23.7.09

Entenda o tratado de Itaipu entre Brasil e Paraguai


A usina hidrelétrica de Itaipu é resultado de acordos entre Paraguai e Brasil, que ganharam impulso na década de 1960, entrando em operação em 1984.
A empresa pertence aos dois países em partes iguais. Pelo contrato de 1973, cada um tem direito a 50% da energia produzida. Caso uma das partes não use toda a cota, vende o excedente ao parceiro a preço de custo.
Como o Paraguai utiliza apenas cerca de 5% dessa energia --o que atende 95% da demanda do país--, o restante é vendido ao Brasil --no total, 20% da energia elétrica usada por aqui vem de Itaipu.
Pelo acordo, o Brasil paga atualmente US$ 45,31 por megawatt ao Paraguai, dos quais porém US$ 42,5 são abatidos da dívida que o Paraguai tem pela construção da usina, restando US$ 2,81 para uso do país vizinho.
Nessa operação, o Paraguai recebe, entre royalties e compensações, uma média de US$ 375 milhões anuais. Os paraguaios, porém, afirmam que, se vendessem a energia a valores de mercado, obteriam até US$ 1,8 bilhão.
O contrato tem essa forma porque o Brasil bancou sozinho a construção e, depois, a recapacitação da usina. Ao vender energia a preço de custo, o Paraguai está pagando a sua parte de Itaipu. A última "prestação" vencerá em 2023, quando está prevista a renegociação do contrato.
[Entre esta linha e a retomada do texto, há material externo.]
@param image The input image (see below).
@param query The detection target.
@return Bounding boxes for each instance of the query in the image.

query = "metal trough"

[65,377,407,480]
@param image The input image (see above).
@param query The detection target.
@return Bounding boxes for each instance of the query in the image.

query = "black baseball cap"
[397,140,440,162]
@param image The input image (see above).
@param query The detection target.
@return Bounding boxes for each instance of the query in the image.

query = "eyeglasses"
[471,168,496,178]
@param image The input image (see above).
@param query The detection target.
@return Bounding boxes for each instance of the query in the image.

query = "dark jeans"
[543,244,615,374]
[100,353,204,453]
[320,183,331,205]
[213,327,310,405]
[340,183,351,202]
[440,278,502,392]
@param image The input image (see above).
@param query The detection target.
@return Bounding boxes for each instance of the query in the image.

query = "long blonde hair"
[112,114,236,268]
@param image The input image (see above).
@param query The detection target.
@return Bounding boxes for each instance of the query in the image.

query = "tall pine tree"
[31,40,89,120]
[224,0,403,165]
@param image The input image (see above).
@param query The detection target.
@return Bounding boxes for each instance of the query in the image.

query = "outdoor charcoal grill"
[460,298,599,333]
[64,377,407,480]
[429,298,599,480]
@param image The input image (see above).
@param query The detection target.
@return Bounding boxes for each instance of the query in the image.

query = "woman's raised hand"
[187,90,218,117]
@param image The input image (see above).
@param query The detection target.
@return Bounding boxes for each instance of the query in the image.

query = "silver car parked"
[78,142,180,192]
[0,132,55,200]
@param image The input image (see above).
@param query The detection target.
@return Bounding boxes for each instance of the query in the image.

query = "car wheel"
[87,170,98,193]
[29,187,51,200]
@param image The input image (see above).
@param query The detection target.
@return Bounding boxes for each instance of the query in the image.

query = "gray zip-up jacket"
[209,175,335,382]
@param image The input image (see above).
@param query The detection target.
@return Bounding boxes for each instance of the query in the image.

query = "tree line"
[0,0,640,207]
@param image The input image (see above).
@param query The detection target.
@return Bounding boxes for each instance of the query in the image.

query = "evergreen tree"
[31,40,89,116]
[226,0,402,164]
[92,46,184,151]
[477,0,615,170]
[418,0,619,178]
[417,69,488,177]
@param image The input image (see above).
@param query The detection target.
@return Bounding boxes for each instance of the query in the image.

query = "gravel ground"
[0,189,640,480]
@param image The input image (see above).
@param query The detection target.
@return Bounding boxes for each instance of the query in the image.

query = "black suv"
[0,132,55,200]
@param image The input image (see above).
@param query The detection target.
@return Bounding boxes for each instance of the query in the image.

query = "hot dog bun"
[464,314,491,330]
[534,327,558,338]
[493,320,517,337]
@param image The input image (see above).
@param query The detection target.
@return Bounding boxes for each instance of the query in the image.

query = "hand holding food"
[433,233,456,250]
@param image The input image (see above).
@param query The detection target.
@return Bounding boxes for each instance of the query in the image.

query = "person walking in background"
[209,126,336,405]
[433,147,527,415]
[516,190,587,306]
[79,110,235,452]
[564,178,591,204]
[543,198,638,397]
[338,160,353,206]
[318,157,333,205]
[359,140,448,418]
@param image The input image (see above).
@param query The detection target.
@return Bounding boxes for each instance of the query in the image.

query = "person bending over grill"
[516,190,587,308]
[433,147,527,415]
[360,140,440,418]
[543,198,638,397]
Os presidentes do Brasil e Paraguai Lula e Lugo nos últimos meses tem intensificado as conversas já que o Paraguai está tentando alterar os termos do acordo vigente até 2023 a fim de poder vender a sua parte da produção a qualquer consumidor pelo preço de mercado e também um aumento no valor pago pelo governo brasileiro.
O presidente Lula, com sua política de boa vizinhança já anuncia mudanças no acordo e cede ao governo vizinho algumas de suas reivindicações, segundo Lula, é importante fortalecer as relações entre os paises do Mercosul bem como ajudar os mais carentes em termos econômicos.
Segundo o ministro das Relações Exteriores, Celso Amorim, o Brasil ofereceu ao Paraguai triplicar as compensações na hidroelétrica de Itaipu. Outro aspecto relevante da proposta é a possibilidade de o Paraguai negociar por sua conta o excedente da energia no sistema elétrico brasileiro.
A proposta do governo brasileiro ainda deve ser complementada com a oferta de construir uma linha de transmissão entre Itaipu a Assunção por US$ 200 milhões, assim como duas pontes sobre o Rio Paraná, que corta os dois países. Além disso, o Governo cogita oferecer créditos para o desenvolvimento da indústria paraguaia e favorecer o investimento de empresas brasileiras no Paraguai.
Com a concessão, o governo brasileiro ajuda na sobrevivência política de Fernando Lugo, acuado pelas revelações de que teve filhos quando era bispo. A avaliação do governo brasileiro é que sem a sua compreensão Lugo não termina o mandato.
Com a nova proposta, o governo paraguaio garante a sua "soberania energética", enquanto o governo brasileiro ganha a garantia de fornecimento já que os paraguaios não poderão vender a energia de Itaipu para consumidores de outros países, somente para brasileiros.
Agora vamos esperar e ver se o consumidor final brasileiro não será o grande prejudicado com exorbitantes aumentos em sua conta mensal de energia elétrica, tomara que a ajuda do presidente Lula ao "amigo" vizinho não seja com o tão suado dinheiro do povo brasileiro que luta pela sua sobrevivência em meio a tantas contas e impostos.
Vamos esperar para ver, o mais provável é que mais uma vez o povo "pague o pato" pelas medidas de "boa vizinhança" do governo brasileiro.